The book is great. It starts in Keswick (I'm there), at the mountain rescue headquarters (passed it on the way up the hill from the ferry), about a person who dies on Skiddaw (aka, the larger range that incorporates High Pike and the walk I decided not to take, and here is my decision justified). I can see into the mind of the author wanting to be his protagonist though, when he is happy to have sex with a young Elizabeth Taylor look-alike, even though he is married, because he tries to 'live a life where opportunities are taken when they present themselves'. His wife won't understand though, so she needs not to know. Hmmm. I will have to watch this guy, but I love the setting.
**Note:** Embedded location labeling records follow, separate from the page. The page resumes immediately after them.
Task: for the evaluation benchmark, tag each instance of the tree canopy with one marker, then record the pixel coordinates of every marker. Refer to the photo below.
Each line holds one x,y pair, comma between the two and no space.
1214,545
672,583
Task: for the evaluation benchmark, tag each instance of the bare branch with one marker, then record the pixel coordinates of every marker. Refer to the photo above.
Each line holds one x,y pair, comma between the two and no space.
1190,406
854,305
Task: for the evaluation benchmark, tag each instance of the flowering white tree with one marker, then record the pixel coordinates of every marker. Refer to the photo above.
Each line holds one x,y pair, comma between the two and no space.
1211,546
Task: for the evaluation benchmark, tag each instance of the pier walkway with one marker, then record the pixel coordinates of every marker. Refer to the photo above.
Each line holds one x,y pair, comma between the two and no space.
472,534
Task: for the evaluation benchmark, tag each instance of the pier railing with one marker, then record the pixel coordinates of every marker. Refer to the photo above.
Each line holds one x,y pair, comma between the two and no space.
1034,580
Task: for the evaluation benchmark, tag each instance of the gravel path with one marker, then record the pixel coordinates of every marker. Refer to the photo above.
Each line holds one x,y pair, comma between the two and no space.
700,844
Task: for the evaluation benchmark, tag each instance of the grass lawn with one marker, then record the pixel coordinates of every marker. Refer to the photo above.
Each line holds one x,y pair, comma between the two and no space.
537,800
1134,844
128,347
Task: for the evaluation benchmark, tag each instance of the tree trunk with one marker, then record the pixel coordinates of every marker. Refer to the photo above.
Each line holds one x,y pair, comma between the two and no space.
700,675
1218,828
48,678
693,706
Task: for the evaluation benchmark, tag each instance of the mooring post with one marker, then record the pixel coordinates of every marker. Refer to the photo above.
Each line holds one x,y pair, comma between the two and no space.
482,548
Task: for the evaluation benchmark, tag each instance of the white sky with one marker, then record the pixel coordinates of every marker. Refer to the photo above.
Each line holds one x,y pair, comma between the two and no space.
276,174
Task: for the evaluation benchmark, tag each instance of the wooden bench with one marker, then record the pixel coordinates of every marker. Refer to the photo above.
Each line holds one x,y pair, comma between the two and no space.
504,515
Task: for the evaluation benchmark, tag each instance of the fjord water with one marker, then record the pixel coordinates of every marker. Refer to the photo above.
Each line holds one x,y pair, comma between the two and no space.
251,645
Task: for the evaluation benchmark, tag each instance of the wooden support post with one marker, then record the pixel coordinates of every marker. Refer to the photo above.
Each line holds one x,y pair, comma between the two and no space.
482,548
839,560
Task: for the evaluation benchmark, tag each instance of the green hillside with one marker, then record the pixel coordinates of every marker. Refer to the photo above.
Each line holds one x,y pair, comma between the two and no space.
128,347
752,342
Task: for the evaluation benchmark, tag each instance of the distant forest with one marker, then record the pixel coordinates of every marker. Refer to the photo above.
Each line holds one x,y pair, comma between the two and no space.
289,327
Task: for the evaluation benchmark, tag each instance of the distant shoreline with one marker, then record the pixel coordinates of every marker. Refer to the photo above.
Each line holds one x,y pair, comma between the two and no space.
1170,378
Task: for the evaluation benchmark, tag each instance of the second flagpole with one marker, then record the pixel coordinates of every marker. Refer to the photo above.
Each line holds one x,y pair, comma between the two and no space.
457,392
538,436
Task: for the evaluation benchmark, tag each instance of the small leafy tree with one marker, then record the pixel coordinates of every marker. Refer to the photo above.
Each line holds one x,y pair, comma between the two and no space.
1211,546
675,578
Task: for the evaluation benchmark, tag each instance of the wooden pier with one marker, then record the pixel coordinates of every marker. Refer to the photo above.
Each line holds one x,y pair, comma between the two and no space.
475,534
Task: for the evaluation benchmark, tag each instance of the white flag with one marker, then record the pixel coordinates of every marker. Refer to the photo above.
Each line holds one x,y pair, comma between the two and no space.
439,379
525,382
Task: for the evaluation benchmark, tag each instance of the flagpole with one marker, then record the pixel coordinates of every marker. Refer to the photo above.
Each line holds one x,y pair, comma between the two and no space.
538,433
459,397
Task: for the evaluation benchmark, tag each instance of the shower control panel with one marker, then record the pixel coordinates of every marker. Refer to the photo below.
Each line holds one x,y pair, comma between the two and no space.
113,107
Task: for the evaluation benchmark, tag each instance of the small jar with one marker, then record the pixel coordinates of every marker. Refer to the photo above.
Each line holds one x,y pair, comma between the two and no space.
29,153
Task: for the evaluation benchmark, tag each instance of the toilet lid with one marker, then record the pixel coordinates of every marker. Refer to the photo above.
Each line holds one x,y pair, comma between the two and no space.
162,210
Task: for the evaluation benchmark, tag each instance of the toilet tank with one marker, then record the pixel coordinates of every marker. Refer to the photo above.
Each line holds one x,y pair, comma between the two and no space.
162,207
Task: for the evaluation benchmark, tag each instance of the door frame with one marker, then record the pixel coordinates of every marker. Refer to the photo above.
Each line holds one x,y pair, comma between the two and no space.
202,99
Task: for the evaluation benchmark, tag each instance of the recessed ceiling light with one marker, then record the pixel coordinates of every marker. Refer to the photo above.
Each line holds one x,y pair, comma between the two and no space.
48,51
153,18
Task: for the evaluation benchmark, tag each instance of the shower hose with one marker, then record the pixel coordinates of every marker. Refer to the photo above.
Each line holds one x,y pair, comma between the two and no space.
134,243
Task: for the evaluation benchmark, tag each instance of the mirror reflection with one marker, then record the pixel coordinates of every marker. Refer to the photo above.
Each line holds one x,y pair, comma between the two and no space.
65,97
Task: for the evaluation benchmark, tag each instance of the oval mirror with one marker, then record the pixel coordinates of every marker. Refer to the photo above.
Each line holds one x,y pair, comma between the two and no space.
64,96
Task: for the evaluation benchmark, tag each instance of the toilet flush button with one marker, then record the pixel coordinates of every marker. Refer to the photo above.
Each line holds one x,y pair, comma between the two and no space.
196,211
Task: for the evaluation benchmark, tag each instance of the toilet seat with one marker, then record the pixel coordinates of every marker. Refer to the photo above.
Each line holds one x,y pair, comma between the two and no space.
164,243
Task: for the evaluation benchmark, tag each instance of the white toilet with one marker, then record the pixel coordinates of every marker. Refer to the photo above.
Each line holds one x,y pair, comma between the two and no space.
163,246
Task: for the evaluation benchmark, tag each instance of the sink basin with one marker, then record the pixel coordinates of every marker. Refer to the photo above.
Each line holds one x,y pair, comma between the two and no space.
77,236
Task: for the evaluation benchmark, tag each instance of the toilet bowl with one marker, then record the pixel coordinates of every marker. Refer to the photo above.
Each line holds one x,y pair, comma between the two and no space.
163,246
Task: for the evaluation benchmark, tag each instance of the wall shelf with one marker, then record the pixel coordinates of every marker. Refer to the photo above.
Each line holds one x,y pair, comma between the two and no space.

The ferries were fabulous; quite small and they would pull into the end of tiny jetties to load and unload. The person throwing the rope onto the jetty was a magnificent woman. She reminded me of a villain from the old Batman TV show. Mainly it was the layers of Joker-like make-up and the thing she had done with her hair. It was short, but she had blow-dried the sides and applied, I would say, quite a lot of lacquer so that they stuck out in a perfect curve from her head like diaphanous wings or like the ears of some monkeys that are round and project from the exact centre of their faces. It was a strange look and I feel mean calling her a villian because she was far from villainous (unless you take the cost of the ferry into account).
I am residing for the night at the youth hostel. I like this one because it is right on the river and you don't have to put your own doona cover on. (I'm not lazy, but I think I would rather grate the cheese for tomorrows dinner (see below) than put on one doona cover.) Twenty-seven ten year-olds just arrived in the same dining area as me. Loud. Tomorrow they have a choice of jacket potato, chicken curry or macaroni cheese for dinner. I was surprised at the number of hands that went up for chicken curry, but the mac cheese was the outright winner. It seemed a tie between the sticky toffee pudding and the strawberry gateau. I put my hand up for the latter but I am not sure the chef saw me. I was impresssed that he remembered the numbers for the five options without writing them down. Maybe he just thinks in terms of 'some jacket potatoes, a quantity of chicken curry and the biggest pot full of mac cheese'.
There is part of me that would like to go to the pencil museum tomorrow. It had me stumped until the pamphlet put it into context—Derwent, water; Derwent, pencil.
Good night to the twenty-seven ten year-olds who are just about to go upstairs and brush their teeth, good night to Keswick, good night to you.